6. fully reproducible from scratch in your browser (no Python, no hidden state)

The shipped 96.8% weights are 720 KB of JSON (weights/cortex_conv_mnist_R28.json), loaded automatically on boot — that is why the page lands at 96.8% before you click anything. To regenerate from random init, run node tools/train_cortex_dump.cjs — a headless Playwright driver that opens this exact page in Chrome, runs continuous training to target accuracy, and writes a fresh snapshot. Total time: ~10 minutes on an Apple M-series GPU. The whole pipeline (training, eval, snapshot serialisation) lives in one HTML file plus four ES modules — no backend, no server-side compute, no autodiff library.

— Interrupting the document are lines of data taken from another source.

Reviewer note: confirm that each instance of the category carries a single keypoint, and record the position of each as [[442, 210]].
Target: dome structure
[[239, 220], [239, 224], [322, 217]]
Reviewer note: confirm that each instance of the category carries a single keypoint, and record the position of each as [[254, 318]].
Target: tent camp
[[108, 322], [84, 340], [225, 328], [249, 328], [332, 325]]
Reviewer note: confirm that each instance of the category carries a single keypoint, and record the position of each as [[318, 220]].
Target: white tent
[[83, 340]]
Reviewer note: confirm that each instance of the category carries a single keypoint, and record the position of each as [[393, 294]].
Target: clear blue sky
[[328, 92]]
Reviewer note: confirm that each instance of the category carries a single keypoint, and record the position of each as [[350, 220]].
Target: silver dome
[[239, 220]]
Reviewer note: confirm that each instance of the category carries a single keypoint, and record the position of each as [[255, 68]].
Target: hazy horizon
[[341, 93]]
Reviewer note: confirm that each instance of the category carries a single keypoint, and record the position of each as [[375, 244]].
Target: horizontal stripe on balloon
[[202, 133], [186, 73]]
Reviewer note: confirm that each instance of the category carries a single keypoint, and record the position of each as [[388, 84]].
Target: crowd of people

After Kendall, Equilibrium Propagation and Hamiltonian Inference in the Diffusive Fitzhugh-Nagumo Model, Zyphra, arXiv:2605.21568 (2026). The reaction–diffusion shader, the stationary/recurrence relations (page 6), and the self-adjoint response M⁻¹ (page 4) are the paper's equations as written; steady states and grid sizes are worked examples.